Pero dije mal […] cuando afirmé que el dolor no figuraba en su cortejo triunfal: era el nimbo que lo rodeaba. Era el dolor cristiano del pelícano, que llena de amargura al mártir y al santo, pero baña de suavidad a quienes se le acercan.
Había pasado su vida repartiendo rosas… y había guardado las espinas para sí, en las labores del apostolado.
En Anchieta, vas electionis,5 había brotado una flor de virtud, y esa flor la sembró por todo Brasil: es la mansedumbre suave unida a la energía serena pero inexorable, que es el eje de nuestra alma.

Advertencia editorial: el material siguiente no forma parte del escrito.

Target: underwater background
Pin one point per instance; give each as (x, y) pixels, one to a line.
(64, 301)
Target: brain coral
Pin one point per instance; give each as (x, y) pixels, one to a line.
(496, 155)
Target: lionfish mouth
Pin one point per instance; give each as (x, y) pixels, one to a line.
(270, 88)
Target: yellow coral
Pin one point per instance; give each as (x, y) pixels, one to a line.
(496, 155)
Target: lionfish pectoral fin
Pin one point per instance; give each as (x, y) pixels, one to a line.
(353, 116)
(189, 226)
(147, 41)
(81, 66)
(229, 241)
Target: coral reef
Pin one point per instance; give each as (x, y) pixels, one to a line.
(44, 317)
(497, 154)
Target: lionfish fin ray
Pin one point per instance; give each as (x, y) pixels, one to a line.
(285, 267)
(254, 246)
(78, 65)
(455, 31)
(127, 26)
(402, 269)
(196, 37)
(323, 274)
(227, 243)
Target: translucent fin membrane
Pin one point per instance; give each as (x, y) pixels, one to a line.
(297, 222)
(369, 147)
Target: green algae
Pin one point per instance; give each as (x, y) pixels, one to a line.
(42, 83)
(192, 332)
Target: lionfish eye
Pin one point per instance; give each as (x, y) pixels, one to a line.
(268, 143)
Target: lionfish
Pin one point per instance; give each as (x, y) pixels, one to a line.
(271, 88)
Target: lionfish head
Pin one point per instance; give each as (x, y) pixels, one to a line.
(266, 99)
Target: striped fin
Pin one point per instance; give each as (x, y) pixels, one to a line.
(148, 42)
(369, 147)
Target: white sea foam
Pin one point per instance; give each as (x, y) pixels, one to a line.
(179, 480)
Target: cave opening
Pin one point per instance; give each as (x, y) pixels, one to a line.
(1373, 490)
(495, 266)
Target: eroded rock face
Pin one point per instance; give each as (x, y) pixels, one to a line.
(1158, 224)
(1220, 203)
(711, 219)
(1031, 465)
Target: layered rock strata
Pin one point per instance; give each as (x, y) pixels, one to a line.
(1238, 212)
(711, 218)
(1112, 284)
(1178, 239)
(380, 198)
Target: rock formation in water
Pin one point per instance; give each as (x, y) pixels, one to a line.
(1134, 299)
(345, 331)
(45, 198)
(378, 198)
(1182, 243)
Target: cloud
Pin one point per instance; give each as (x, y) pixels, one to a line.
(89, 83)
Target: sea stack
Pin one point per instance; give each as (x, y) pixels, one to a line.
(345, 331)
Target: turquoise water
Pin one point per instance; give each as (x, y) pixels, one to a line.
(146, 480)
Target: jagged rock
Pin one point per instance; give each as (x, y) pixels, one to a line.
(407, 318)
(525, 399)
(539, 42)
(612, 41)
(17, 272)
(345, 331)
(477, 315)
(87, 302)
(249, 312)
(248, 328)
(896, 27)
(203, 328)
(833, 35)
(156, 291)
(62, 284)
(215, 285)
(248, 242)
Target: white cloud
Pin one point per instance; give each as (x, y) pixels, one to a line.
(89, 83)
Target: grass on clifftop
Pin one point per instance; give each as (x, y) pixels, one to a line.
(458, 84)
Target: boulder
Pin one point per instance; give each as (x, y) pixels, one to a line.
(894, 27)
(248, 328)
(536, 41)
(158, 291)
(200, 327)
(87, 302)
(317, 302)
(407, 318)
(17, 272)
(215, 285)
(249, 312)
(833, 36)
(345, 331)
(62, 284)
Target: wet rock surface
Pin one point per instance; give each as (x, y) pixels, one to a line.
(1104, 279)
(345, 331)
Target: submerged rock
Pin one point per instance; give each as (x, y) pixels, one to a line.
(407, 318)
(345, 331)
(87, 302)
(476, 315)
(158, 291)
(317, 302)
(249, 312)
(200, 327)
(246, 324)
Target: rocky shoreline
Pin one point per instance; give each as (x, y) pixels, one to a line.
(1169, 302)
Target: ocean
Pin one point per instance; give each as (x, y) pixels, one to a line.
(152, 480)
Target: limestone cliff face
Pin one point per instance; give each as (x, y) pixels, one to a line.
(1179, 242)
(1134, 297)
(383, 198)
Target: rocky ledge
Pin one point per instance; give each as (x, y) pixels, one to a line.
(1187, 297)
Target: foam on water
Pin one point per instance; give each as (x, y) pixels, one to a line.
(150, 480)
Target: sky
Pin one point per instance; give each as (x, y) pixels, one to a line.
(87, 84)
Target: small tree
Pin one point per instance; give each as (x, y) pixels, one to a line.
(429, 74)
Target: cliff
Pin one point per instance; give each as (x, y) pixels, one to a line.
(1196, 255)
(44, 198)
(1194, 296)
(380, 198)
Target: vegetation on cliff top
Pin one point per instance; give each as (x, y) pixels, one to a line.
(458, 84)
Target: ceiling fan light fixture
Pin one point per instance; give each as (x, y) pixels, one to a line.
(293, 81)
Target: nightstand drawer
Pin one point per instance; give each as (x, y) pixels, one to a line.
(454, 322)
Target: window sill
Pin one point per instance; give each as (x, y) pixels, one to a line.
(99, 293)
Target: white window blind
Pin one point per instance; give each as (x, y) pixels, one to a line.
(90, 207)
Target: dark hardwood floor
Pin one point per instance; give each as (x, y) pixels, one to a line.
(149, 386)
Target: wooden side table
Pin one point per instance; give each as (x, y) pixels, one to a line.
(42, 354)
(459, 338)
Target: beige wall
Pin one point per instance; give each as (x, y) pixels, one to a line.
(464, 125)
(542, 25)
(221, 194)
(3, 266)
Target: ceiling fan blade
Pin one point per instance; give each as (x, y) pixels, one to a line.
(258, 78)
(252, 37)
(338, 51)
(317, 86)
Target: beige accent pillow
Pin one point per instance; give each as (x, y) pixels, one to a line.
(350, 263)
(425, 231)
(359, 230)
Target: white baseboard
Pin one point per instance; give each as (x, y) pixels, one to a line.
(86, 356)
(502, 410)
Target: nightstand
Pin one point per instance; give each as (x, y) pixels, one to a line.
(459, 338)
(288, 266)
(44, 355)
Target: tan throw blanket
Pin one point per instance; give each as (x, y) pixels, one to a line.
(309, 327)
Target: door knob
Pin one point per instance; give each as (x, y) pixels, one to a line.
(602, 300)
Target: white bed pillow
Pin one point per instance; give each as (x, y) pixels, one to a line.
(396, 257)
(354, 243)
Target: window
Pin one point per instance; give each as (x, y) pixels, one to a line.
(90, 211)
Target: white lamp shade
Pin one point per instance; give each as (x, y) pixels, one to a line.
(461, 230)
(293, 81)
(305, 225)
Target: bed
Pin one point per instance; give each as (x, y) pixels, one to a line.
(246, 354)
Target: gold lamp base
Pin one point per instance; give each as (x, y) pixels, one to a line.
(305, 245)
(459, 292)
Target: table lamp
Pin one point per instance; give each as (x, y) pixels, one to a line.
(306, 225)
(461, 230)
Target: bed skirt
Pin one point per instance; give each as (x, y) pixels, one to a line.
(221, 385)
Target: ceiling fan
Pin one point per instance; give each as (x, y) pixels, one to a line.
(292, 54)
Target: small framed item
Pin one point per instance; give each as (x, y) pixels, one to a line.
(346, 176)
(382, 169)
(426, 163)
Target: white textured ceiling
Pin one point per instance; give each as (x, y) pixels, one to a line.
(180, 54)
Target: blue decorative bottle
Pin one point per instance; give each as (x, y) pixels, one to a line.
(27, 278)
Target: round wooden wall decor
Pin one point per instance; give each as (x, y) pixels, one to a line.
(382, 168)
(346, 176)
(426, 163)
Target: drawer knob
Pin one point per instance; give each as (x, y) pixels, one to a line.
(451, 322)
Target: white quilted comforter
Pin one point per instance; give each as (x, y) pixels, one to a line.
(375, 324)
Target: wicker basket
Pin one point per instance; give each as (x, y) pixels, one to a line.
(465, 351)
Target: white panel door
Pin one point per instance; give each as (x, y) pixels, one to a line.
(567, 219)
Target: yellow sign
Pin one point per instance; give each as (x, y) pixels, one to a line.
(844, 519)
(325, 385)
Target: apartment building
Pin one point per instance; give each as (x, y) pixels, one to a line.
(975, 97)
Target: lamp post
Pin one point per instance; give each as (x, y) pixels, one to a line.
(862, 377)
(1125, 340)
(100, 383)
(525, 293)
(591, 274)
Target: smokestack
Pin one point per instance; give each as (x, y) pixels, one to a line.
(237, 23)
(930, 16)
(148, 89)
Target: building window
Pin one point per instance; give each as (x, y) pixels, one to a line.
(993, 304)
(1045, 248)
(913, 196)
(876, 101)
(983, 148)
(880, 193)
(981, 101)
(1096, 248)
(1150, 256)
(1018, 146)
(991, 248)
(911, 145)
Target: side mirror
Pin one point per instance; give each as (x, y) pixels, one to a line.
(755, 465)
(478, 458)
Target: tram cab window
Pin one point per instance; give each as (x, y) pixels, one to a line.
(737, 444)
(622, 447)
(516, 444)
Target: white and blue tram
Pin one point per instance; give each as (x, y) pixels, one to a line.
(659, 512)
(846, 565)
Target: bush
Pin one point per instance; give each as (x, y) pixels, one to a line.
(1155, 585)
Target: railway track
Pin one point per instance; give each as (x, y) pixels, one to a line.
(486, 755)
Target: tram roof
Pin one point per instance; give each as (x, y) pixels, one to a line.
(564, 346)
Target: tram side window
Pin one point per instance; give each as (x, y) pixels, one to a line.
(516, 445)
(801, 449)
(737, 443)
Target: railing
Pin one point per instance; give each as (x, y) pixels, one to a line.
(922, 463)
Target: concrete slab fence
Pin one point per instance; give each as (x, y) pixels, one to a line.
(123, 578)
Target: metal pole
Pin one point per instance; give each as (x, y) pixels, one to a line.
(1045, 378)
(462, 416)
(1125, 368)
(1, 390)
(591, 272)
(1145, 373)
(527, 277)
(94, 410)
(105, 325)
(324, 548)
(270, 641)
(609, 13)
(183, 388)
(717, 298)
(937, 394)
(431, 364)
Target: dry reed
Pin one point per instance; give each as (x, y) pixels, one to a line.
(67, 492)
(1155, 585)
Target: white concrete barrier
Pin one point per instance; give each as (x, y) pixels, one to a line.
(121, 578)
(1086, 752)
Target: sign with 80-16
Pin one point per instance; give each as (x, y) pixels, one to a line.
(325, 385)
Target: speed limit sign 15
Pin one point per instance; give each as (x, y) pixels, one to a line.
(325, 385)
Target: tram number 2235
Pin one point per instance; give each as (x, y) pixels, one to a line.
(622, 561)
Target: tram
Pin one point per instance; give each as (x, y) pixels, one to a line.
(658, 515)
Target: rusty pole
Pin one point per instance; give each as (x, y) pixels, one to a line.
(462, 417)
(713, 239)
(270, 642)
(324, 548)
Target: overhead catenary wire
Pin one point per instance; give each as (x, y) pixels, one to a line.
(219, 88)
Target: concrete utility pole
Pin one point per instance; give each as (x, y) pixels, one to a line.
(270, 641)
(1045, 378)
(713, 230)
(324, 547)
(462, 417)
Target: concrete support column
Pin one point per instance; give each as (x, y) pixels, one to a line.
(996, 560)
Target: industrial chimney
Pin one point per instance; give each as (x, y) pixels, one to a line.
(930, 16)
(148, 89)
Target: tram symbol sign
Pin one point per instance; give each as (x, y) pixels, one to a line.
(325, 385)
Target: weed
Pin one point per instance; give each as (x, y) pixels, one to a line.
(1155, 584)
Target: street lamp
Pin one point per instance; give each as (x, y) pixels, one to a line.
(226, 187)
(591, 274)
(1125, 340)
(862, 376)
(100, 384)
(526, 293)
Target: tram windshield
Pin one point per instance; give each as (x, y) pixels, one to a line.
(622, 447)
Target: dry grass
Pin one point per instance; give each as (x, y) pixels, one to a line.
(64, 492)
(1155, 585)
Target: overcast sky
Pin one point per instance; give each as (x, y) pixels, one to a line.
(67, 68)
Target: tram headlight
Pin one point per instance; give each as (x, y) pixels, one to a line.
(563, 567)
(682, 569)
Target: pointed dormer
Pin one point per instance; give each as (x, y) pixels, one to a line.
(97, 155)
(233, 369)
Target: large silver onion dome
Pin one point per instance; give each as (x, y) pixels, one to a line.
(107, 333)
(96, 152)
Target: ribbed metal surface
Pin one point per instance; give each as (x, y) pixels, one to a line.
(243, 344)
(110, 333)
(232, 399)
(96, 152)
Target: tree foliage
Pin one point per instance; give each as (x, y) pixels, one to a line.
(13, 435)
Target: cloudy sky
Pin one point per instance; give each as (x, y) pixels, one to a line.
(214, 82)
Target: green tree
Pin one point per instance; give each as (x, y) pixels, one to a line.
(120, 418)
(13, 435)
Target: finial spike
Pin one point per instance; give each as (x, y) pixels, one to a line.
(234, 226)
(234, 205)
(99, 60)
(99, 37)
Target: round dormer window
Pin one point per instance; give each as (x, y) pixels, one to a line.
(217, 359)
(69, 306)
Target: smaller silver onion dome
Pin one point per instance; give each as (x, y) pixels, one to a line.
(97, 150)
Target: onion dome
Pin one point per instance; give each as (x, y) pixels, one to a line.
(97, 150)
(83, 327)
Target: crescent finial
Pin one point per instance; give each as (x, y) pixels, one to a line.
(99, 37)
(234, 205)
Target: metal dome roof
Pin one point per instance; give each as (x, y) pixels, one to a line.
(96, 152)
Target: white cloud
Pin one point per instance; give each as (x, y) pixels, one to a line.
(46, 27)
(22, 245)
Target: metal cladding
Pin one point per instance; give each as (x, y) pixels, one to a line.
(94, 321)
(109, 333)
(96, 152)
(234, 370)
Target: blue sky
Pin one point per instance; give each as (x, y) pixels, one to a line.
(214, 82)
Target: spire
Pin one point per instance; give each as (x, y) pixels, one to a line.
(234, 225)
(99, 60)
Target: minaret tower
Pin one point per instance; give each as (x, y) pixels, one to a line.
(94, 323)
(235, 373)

CORRÊA DE OLIVEIRA, Plinio.
«Discurso en la Asamblea Nacional Constituyente»,
19/3/1934. In: Opera Omnia. São Paulo:
Retornarei, 2008, t. ii, pp. 62-63.
Notas
1 Nóbrega, Manuel da. «Carta al P. Simão Rodrigues», 11/8/1551. In: Moura Hue, Sheila (Ed.). Primeiras cartas do Brasil. Rio de Janeiro: Jorge Zahar, 2006, p. 67. Digna de mención es la novedad que representó para la época el sistema de correspondencia jesuita. Los misioneros de los más diversos lugares del mundo debían escribir cartas de vez en cuando, y éstas se copiaban rápidamente para ser compartidas con los demás miembros de la Compañía en todos los confines del orbe, de modo que cada uno supiera de las actividades de los otros, incluso en regiones tan distantes como Brasil, India o Japón. El ingenioso método contribuyó enormemente a la cohesión de la orden y su unión con la cabeza, San Ignacio, que se encontraba en Roma.
2 Azpilcueta Navarro, João de. «Carta a los hermanos de la Compañía de Jesús de Coímbra, agosto de 1551». In: Moura Hue, op. cit., pp. 78-79.
3 Nóbrega, Manuel da. «Carta a los sacerdotes y hermanos de la Compañía de Jesús de Coímbra, agosto de 1549». In: Moura Hue, op. cit., p. 38.
4 Cf. Correia, Pero. «Carta a un sacerdote de Brasil, 1554». In: Moura Hue, op. cit., p. 104.
5 Del latín: vaso de elección (cf. Hch 9, 15).